I started encountering hikers as I passed under the tram line. Then, coming off a hike-a-bike section, I bumped into a photographer from the local newspaper. He took some shots of me that would later be published. So that accomplished my secondary purpose for the race: getting some P.R. for my employer (whose jersey I was wearing). Finally, I came around the last bend and the last hike-a-bike section (just in time to see Robin coming back down). I got back on the bike and rode up the last switchback, and there, in the last quarter mile, was my wife and two girls. My 3-year-old was cheering for me, and even though my 1-year-old was just plain fussy, I pretended she was cheering for me too. I chatted with the wife as I rode by, and before you know it, I was coming through the finish gate.

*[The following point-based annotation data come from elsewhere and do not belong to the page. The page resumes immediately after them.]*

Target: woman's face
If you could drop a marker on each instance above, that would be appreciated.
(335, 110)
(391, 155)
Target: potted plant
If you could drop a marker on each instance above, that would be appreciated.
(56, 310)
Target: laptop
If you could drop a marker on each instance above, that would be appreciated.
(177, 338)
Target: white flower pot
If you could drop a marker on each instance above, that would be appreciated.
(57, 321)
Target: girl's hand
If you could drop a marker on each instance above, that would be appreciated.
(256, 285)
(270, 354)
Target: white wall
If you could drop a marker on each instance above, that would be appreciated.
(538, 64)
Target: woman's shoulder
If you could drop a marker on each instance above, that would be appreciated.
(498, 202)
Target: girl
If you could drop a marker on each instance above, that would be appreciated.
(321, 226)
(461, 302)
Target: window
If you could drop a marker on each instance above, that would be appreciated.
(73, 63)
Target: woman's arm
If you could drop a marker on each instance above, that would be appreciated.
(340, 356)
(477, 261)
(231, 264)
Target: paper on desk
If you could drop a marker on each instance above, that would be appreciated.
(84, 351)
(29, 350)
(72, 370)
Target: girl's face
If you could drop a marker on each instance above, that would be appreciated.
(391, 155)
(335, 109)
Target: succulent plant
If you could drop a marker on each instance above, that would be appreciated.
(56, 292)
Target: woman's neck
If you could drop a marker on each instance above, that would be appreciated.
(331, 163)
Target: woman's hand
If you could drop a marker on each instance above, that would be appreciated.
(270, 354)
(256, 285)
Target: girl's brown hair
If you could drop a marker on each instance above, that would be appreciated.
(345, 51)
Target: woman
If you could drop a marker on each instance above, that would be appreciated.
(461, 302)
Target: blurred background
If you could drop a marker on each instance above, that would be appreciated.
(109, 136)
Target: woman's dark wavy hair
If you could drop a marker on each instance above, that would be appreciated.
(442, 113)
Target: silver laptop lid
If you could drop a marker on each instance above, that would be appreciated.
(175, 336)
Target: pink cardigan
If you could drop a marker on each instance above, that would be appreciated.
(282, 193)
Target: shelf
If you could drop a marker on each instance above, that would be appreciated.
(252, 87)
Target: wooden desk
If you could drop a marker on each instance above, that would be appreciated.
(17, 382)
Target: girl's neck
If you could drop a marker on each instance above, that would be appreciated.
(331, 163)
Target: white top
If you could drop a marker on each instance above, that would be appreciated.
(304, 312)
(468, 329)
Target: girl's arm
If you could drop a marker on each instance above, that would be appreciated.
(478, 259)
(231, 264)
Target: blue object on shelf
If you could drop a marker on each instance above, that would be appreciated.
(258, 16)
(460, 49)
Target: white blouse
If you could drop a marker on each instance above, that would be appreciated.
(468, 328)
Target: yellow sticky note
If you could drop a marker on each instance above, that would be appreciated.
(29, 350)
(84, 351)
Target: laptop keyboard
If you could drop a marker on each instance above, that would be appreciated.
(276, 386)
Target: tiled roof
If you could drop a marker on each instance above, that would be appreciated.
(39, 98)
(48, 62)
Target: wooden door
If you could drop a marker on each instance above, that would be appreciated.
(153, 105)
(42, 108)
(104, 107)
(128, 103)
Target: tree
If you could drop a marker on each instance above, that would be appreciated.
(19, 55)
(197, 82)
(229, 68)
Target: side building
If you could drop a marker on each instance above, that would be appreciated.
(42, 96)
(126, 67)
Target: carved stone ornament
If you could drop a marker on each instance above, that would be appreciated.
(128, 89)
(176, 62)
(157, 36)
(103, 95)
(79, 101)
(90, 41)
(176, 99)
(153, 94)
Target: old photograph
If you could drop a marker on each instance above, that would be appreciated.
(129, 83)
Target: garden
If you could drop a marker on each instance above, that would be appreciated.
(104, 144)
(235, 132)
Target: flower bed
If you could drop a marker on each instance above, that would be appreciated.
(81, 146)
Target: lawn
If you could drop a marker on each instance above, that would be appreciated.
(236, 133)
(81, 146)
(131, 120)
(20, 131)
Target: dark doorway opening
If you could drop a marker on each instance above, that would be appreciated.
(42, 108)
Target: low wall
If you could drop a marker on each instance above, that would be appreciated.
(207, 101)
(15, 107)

To my complete surprise, almost all of the other competitors were still there and cheered for me as I came through! How COOL IS THAT?! I can’t remember another bike race where that’s happened, and, honestly, that made the suffering and slogging all worth it.
One of the first things someone said to me at the finish was, "Now all you need to do is put some clipless pedals on that thing and you’ll go a lot faster." It got me thinking: I could’ve done this race quicker. In fact, if I’d have just made some modifications on my bike (using parts I already have), I probably could’ve taken a pound OR TWO off my bike’s weight. If I’d have focused on the right training zones, instead of spending too much time in non-recovery heart rates, I’d have handled the duress of the race a lot better. If circumstances had worked out a little better, I’d have been quicker, no doubt.
I left the race with this feeling of "I wish I could do that one over again." So, yeah, unless they schedule the race on a Sunday next year (which is not entirely unlikely, but would completely ruin it for us sabbath-observing folk), I’m planning to go back and give it another shot. In fact, the more I thought about it, I really only have two races I wish I could have a second shot at—this one and the Snowshoe 5k in Ashton where I got off the racecourse and had a rotten finish time. So that’s my plan for next year: Barring scheduling difficulties, I’m planning to do those two races and finally feel like I’ve discovered how well I can do at them. Wish me luck!